Il pouvait notamment être considéré que le contenu de l’offre d’emploi devait être apprécié globalement dès lors que l’offre demeurait suffisamment précise et que le salarié pouvait valablement prendre position.

C’est cette thèse qui était défendue, dans l’arrêt en date du 23 octobre 2024 (Cass. soc., 23 oct. 2024, n°23-19.629), l’employeur ayant omis de mentionner dans l’offre de reclassement le nom de l’entreprise, la classification du poste et la nature du contrat de travail.

Cette interprétation est cependant rejetée par la Cour de cassation, qui a estimé qu’ « à défaut de l’une de ces mentions, l’offre est imprécise », et ce, sans qu’il n’y ait à rechercher si le salarié avait, ou non, eu la possibilité de se positionner en toute connaissance de cause.

En dépit de cette imprécision de l’offre, il aurait pu être considéré que l’absence de l’une de ces six mentions constituait une irrégularité de procédure, qu’il convenait de réparer uniquement si le préjudice était établi, ce qui n’était pas démontré, la salariée ayant notamment refusé cette proposition de reclassement sans solliciter la moindre précision et sans émettre la moindre réserve.

Ce n’est pourtant pas la solution retenue par la Cour, qui considère qu’un manquement de l’employeur à son obligation de reclassement est caractérisé, privant ainsi le licenciement de cause réelle et sérieuse.  

La nécessaire inclusion des critères de départage dans la liste des offres de reclassement

La Haute Juridiction conserve le même niveau d’exigence s’agissant de l’envoi de la liste des postes disponibles à l’ensemble des salariés.

En ce qui concerne cette liste, l’article D.1233-2-1, III du Code du travail précise que les critères de départage entre salariés en cas de candidatures multiples sur un même poste doivent être mentionnés de même que le délai dont dispose le salarié pour présenter sa candidature écrite.

Par un arrêt du 8 janvier dernier, la Cour de cassation est venue préciser pour la première fois qu’à défaut de mention des critères de départage, « l’offre est imprécise en ce qu’elle ne donne pas les éléments d’information de nature à donner aux salariés les outils de réflexion déterminant leur décision, ce qui caractérise un manquement de l’employeur à son obligation de reclassement » (Cass. soc., 8 janv. 2025, n° 22-24.724).

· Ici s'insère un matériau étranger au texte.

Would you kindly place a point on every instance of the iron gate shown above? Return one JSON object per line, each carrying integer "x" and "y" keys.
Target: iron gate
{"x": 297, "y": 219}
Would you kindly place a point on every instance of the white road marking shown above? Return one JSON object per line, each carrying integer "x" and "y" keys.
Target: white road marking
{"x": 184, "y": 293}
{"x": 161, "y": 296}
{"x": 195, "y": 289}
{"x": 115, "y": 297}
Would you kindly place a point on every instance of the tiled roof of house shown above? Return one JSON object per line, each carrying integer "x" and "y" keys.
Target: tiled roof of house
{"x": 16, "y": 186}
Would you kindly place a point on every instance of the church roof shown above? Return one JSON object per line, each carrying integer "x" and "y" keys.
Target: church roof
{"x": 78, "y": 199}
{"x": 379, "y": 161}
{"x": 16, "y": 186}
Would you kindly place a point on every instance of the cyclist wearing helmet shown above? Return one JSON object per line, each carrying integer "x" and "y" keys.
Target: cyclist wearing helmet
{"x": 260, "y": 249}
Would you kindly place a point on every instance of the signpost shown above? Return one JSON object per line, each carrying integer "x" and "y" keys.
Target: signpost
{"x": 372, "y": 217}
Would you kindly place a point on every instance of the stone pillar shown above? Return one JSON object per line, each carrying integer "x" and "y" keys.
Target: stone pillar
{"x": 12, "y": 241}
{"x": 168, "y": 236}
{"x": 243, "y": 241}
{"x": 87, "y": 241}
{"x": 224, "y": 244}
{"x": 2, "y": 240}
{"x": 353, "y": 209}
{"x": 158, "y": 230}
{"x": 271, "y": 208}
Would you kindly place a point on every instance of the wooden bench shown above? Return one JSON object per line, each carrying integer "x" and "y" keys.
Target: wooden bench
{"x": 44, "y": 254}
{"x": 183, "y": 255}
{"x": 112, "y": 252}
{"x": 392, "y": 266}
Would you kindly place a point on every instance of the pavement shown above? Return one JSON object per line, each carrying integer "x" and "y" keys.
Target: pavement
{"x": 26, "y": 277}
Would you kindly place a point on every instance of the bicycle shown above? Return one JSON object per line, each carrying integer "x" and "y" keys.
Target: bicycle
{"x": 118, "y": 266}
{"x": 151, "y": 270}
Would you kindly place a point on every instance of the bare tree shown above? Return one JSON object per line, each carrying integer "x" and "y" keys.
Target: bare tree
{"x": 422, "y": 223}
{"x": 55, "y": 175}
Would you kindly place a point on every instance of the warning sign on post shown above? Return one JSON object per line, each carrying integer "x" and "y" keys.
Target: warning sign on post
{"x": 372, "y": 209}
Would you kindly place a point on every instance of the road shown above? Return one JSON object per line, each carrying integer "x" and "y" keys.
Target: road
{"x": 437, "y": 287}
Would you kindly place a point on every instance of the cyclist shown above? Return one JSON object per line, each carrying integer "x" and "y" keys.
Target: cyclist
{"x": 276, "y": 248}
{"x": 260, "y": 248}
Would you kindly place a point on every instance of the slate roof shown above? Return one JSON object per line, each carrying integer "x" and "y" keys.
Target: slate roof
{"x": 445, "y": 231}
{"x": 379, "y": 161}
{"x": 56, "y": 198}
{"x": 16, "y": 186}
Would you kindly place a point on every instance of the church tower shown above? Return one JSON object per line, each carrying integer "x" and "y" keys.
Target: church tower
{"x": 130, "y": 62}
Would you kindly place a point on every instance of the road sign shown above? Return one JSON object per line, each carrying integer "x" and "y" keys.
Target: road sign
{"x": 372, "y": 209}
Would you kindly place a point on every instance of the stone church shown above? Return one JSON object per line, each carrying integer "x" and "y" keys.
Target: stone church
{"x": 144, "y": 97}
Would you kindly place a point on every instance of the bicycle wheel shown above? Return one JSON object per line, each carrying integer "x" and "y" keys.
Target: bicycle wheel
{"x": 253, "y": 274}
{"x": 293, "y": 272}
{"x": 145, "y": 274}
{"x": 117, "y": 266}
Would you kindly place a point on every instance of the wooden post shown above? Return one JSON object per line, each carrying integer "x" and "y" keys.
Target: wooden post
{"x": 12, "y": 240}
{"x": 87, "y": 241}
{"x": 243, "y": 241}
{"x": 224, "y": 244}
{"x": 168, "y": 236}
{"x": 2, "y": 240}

Le licenciement est en conséquence privé de cause réelle et sérieuse.

Cette solution est pour le moins discutable, notamment lorsque, comme dans le cas d’espèce, un plan de sauvegarde de l’emploi dans lequel figurait les critères de départage avait été mis en œuvre !

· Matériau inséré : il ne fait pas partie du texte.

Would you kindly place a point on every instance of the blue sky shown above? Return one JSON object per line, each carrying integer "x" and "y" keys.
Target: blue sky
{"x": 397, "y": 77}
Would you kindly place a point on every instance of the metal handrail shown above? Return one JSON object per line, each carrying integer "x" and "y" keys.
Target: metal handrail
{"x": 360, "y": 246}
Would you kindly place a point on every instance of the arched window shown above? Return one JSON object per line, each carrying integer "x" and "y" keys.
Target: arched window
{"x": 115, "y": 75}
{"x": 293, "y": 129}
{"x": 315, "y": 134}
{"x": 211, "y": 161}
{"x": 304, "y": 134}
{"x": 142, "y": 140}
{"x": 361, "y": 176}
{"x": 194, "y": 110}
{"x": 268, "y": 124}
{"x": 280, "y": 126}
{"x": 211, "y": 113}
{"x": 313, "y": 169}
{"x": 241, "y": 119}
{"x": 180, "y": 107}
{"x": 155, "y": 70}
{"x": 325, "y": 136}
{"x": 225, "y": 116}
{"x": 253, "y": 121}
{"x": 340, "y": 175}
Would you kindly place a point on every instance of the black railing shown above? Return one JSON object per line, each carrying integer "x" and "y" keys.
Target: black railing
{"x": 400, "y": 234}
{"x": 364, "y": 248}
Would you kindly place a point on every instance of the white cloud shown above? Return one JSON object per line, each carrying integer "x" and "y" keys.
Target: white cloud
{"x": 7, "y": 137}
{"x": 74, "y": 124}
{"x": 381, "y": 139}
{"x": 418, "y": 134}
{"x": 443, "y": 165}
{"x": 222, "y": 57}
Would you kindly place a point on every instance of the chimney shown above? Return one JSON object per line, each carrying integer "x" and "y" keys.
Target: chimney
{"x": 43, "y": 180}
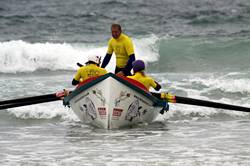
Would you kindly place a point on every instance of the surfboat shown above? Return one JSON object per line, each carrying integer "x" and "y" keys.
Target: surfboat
{"x": 112, "y": 102}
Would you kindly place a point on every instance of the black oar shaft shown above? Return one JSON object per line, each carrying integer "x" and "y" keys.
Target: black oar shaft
{"x": 191, "y": 101}
{"x": 29, "y": 102}
{"x": 27, "y": 99}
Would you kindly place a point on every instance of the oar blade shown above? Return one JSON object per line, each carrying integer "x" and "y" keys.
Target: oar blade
{"x": 191, "y": 101}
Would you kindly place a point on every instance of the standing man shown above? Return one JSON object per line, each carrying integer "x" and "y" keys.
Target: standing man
{"x": 123, "y": 47}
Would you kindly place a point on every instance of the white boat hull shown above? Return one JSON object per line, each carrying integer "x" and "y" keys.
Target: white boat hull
{"x": 110, "y": 104}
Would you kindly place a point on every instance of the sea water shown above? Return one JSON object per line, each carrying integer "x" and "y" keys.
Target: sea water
{"x": 197, "y": 49}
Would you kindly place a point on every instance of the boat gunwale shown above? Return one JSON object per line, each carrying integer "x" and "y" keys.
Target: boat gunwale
{"x": 156, "y": 101}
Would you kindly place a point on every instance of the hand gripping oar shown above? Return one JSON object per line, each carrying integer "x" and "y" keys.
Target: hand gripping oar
{"x": 184, "y": 100}
{"x": 31, "y": 100}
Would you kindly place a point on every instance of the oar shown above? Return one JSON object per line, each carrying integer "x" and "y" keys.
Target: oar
{"x": 191, "y": 101}
{"x": 31, "y": 100}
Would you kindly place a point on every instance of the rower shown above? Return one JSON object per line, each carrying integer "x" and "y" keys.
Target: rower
{"x": 140, "y": 76}
{"x": 148, "y": 82}
{"x": 91, "y": 69}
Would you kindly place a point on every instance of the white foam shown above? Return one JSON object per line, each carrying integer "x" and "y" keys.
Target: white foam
{"x": 21, "y": 56}
{"x": 44, "y": 111}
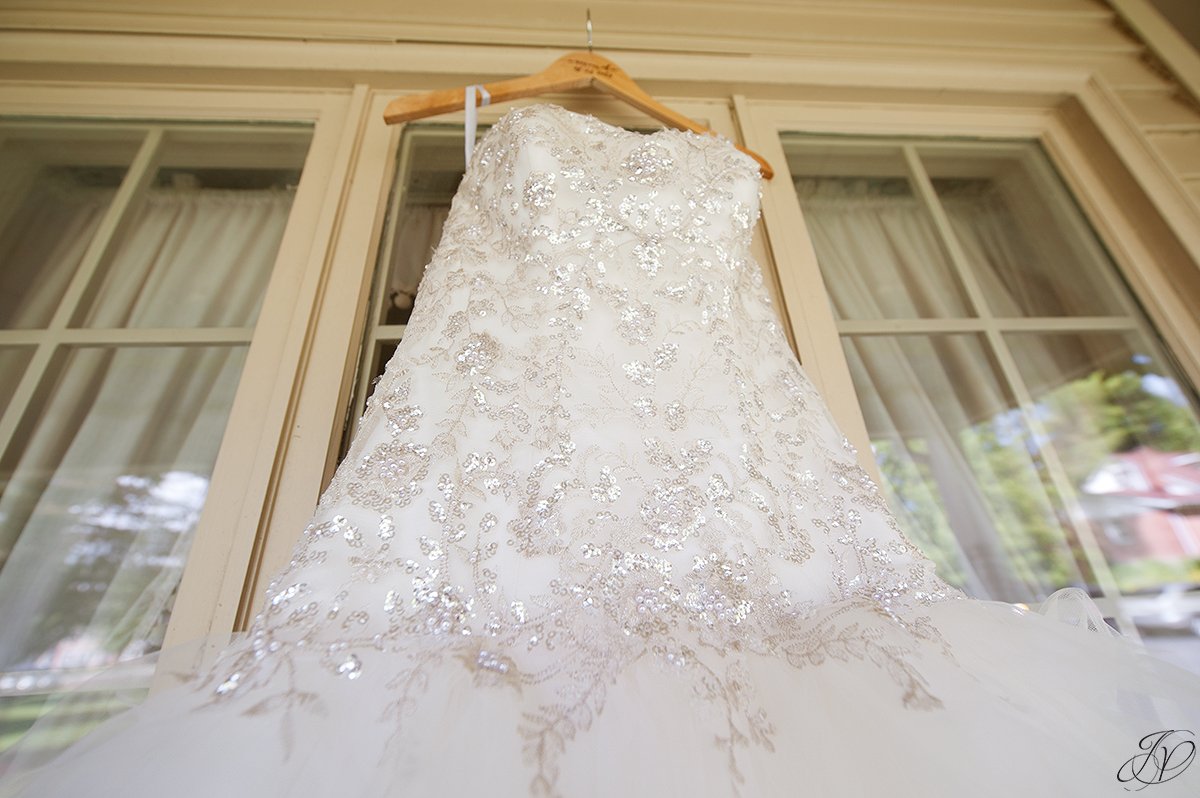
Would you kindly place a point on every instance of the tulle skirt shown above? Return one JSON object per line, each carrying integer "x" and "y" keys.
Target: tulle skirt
{"x": 1006, "y": 702}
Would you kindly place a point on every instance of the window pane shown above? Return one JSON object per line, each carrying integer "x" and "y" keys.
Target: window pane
{"x": 958, "y": 468}
{"x": 430, "y": 169}
{"x": 1023, "y": 237}
{"x": 877, "y": 246}
{"x": 97, "y": 511}
{"x": 55, "y": 185}
{"x": 209, "y": 226}
{"x": 1128, "y": 435}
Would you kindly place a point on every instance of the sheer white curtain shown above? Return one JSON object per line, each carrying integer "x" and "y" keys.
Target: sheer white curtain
{"x": 96, "y": 511}
{"x": 929, "y": 400}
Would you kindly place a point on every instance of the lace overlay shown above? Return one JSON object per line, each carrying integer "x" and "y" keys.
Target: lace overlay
{"x": 593, "y": 449}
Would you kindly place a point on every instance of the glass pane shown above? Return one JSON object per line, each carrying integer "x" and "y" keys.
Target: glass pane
{"x": 99, "y": 508}
{"x": 1128, "y": 433}
{"x": 12, "y": 366}
{"x": 210, "y": 226}
{"x": 1024, "y": 238}
{"x": 55, "y": 185}
{"x": 431, "y": 163}
{"x": 877, "y": 246}
{"x": 958, "y": 467}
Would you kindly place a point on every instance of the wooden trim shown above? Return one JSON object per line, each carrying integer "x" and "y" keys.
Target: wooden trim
{"x": 709, "y": 28}
{"x": 1163, "y": 41}
{"x": 226, "y": 538}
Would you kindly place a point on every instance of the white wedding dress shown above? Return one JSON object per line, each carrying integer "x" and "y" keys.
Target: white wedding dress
{"x": 598, "y": 535}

La mention des critères de départage dans la liste des postes disponibles communiquée aux salariés n’apparaissait dès lors pas comme étant constitutive d’un élément décisif dans le choix des salariés, puisque ces critères étaient inclus dans le PSE.

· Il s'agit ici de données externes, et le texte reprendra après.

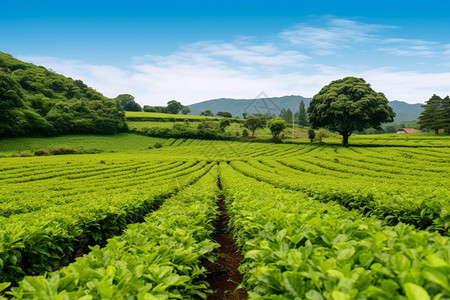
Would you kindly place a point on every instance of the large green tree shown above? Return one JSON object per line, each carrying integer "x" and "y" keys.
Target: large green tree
{"x": 128, "y": 103}
{"x": 436, "y": 114}
{"x": 10, "y": 101}
{"x": 302, "y": 116}
{"x": 276, "y": 126}
{"x": 348, "y": 105}
{"x": 252, "y": 123}
{"x": 174, "y": 107}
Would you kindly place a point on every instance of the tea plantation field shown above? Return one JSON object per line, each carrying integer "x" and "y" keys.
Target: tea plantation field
{"x": 312, "y": 221}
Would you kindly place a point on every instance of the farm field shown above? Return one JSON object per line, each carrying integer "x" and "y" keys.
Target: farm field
{"x": 311, "y": 221}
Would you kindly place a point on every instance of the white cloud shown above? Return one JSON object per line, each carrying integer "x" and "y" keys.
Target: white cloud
{"x": 243, "y": 68}
{"x": 337, "y": 33}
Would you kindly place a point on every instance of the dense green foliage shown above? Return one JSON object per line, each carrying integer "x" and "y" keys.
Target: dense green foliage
{"x": 120, "y": 191}
{"x": 297, "y": 248}
{"x": 313, "y": 222}
{"x": 347, "y": 105}
{"x": 302, "y": 116}
{"x": 252, "y": 123}
{"x": 128, "y": 103}
{"x": 224, "y": 114}
{"x": 207, "y": 113}
{"x": 276, "y": 126}
{"x": 157, "y": 259}
{"x": 286, "y": 115}
{"x": 436, "y": 114}
{"x": 34, "y": 100}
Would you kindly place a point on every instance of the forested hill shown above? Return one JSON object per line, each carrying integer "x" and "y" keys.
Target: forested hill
{"x": 37, "y": 101}
{"x": 250, "y": 106}
{"x": 404, "y": 111}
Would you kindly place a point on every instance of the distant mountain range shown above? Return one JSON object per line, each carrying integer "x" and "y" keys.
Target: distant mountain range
{"x": 273, "y": 105}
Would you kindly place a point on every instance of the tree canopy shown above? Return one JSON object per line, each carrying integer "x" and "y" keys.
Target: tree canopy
{"x": 185, "y": 110}
{"x": 276, "y": 126}
{"x": 224, "y": 114}
{"x": 37, "y": 101}
{"x": 128, "y": 103}
{"x": 207, "y": 113}
{"x": 174, "y": 107}
{"x": 347, "y": 105}
{"x": 436, "y": 114}
{"x": 302, "y": 116}
{"x": 253, "y": 122}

L’employeur soulignait d’ailleurs que la mention de ces critères de départage n’avait pas pour objectif de guider la décision du salarié mais avait uniquement pour but de permettre un contrôle a posteriori de leur bonne application.

La solution est d’autant plus critiquable lorsque ces critères de départage ne sont pas susceptibles d’être appliqués, le salarié n’ayant candidaté à aucune offre.

Cette omission aurait donc dû constituer une simple irrégularité, pouvant donner lieu à réparation si l’existence d’un préjudice était établie.

Ces décisions de la Cour de cassation appellent donc à la plus grande vigilance dans la rédaction des offres de reclassement.